Her breath came with difficulty, and her vision foreshortened. But Rainfall still breathed. She would die beside him. More arrows and a hand-ax bounced off her scale; she noted the strikes uninterestedly. She made one painful crawl toward him, got her nose on the edge of the fountain, smelled blood and water. One of the goldfish came to the surface and looked at her, mouth opening and shutting as it hoped for a tidbit.

Dully, she saw the column of the Dragonblade’s men ride up. The Dragonblade pulled up, and the black helm waved this way and that as it took in the scene. The man-boy in leather, staggering and with the side of his face crudely bandaged and a medicine vial in his hand, pointed with the unsteady hand of a drunk at the fountain.

Wistala found she had a terrible thirst and drank, causing the goldfish to flee to the other side of the pool.

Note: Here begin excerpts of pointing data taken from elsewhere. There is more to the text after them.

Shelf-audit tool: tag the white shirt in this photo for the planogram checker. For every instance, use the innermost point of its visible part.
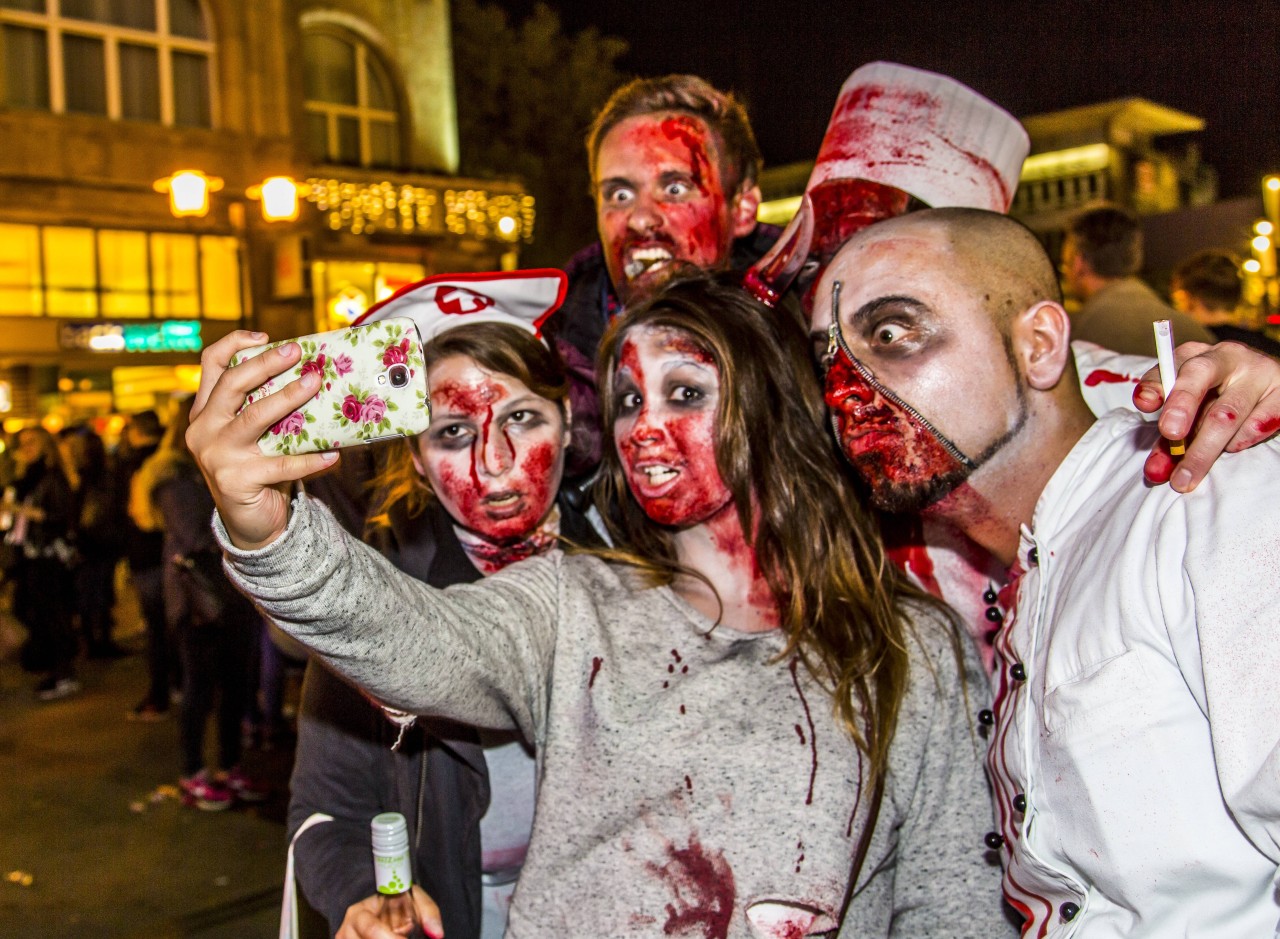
(1138, 699)
(947, 564)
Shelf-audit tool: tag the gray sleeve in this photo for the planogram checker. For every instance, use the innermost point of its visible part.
(928, 869)
(479, 654)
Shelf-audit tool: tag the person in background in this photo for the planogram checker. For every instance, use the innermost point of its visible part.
(1101, 259)
(1207, 285)
(100, 513)
(460, 502)
(42, 512)
(144, 550)
(215, 626)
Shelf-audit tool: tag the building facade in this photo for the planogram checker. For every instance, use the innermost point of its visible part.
(110, 108)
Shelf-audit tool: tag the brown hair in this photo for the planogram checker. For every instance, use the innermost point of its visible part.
(720, 110)
(1109, 239)
(494, 346)
(1212, 278)
(841, 601)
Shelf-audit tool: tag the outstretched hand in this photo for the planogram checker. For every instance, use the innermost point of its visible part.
(250, 489)
(1226, 398)
(392, 917)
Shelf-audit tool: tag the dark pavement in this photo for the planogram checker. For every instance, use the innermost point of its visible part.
(94, 841)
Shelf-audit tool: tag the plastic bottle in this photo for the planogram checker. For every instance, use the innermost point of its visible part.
(392, 873)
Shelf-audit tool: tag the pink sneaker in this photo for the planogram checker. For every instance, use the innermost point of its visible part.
(245, 788)
(204, 793)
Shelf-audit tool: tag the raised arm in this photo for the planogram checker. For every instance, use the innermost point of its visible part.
(479, 654)
(251, 490)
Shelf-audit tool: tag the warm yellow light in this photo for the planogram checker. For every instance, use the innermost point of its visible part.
(279, 197)
(777, 211)
(188, 192)
(1074, 161)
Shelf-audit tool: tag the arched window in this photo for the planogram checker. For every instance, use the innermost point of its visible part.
(351, 109)
(122, 59)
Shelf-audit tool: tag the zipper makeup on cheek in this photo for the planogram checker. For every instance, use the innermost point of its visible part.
(837, 348)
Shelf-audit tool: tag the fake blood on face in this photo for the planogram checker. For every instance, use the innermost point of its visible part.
(661, 201)
(703, 891)
(667, 439)
(492, 465)
(888, 448)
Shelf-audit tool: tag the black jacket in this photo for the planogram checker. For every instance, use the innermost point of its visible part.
(437, 779)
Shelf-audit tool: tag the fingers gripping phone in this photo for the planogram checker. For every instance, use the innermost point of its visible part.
(373, 386)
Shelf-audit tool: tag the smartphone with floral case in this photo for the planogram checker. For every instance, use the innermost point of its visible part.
(373, 386)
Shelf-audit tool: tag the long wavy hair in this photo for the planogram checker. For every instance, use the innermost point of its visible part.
(842, 604)
(497, 347)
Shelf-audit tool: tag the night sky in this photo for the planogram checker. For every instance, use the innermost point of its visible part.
(789, 58)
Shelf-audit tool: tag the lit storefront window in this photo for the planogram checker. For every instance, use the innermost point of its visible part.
(21, 283)
(83, 273)
(344, 289)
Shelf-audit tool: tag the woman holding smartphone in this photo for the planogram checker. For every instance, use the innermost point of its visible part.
(737, 710)
(466, 498)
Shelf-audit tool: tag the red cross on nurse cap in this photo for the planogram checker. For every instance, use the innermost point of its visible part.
(443, 301)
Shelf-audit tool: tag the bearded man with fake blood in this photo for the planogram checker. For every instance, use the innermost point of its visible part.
(675, 174)
(1134, 743)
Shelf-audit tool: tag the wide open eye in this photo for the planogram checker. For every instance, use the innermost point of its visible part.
(686, 394)
(888, 333)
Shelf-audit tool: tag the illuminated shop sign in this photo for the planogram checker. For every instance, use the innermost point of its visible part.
(173, 335)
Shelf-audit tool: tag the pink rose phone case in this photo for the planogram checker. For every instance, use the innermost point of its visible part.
(373, 388)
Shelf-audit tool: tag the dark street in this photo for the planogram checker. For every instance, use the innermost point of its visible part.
(95, 841)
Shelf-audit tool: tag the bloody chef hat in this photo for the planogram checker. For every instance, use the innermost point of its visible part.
(896, 132)
(443, 301)
(923, 133)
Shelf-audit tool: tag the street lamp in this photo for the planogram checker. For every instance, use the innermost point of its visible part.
(279, 197)
(188, 192)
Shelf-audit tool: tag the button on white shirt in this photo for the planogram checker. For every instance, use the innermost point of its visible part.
(1134, 755)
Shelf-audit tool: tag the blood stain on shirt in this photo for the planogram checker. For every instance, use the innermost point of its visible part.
(703, 891)
(1101, 376)
(813, 738)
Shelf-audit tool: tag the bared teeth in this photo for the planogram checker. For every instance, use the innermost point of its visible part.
(659, 473)
(643, 259)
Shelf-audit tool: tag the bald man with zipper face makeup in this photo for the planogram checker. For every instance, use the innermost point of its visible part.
(1133, 742)
(926, 386)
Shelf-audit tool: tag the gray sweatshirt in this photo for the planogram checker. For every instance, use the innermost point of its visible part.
(689, 783)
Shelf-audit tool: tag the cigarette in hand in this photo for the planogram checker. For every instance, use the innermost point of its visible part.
(1168, 370)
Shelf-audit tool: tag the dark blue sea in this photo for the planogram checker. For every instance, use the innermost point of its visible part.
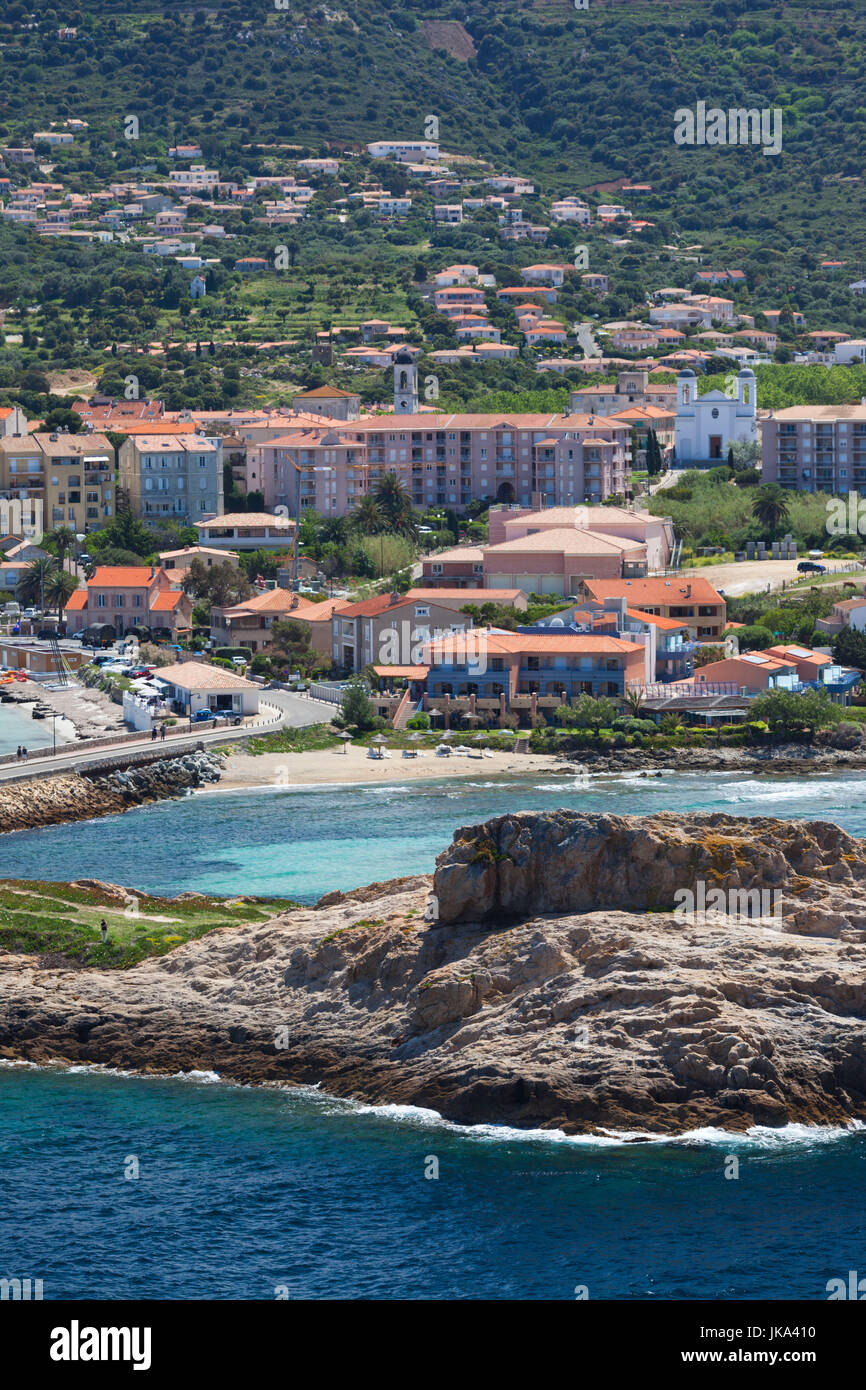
(243, 1193)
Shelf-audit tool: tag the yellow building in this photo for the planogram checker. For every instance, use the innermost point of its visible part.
(79, 488)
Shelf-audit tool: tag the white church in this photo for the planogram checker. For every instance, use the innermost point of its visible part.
(708, 424)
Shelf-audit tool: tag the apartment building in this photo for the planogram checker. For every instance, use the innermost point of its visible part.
(195, 180)
(249, 623)
(572, 210)
(654, 533)
(173, 476)
(495, 665)
(412, 152)
(694, 601)
(815, 448)
(71, 476)
(129, 597)
(391, 628)
(448, 460)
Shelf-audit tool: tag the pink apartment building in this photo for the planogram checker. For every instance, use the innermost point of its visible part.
(129, 597)
(446, 460)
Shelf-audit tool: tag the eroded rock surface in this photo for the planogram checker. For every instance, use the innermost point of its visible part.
(585, 1005)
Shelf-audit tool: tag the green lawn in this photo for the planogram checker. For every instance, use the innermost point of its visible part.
(59, 920)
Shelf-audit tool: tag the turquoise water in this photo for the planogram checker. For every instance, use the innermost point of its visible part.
(300, 843)
(241, 1191)
(18, 727)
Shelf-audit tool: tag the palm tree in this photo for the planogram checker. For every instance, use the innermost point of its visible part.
(394, 503)
(59, 588)
(770, 506)
(38, 578)
(64, 538)
(367, 516)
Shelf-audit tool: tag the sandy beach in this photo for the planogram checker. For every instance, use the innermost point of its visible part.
(355, 766)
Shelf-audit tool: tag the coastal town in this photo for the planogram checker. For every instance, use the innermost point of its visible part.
(433, 667)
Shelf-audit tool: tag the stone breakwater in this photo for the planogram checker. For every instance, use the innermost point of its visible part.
(56, 798)
(555, 988)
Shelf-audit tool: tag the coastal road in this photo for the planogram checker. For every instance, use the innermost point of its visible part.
(298, 712)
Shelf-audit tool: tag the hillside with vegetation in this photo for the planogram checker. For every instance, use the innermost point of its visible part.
(578, 102)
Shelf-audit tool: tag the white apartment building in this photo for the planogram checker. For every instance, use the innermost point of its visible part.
(413, 152)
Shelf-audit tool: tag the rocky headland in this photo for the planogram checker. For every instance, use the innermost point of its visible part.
(541, 977)
(81, 795)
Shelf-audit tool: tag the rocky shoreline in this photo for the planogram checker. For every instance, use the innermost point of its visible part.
(541, 977)
(63, 797)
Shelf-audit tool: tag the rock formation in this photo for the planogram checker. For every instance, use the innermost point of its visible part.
(556, 987)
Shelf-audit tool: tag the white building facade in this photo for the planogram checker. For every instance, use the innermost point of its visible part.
(709, 424)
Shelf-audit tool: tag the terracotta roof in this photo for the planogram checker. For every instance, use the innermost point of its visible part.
(167, 602)
(655, 591)
(798, 653)
(569, 540)
(232, 519)
(417, 673)
(199, 549)
(123, 577)
(459, 552)
(669, 624)
(505, 642)
(196, 676)
(324, 394)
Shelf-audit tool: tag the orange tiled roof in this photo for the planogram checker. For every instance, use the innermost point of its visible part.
(123, 577)
(167, 602)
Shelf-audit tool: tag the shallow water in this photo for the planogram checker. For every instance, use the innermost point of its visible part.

As she sucked water, she watched events in the courtyard with amazing calm. Even Rainfall’s moans as he hung, upside down and red-faced, were just another component of the tableau.

The Dragonblade dismounted. He took off his helm, hung it on the pommel of his horse, and drew a gleaming blade. He strode forward, eyes burning.

This is the end. She wondered what would happen to her head and claws. Would they be sold together, as a set, or separately?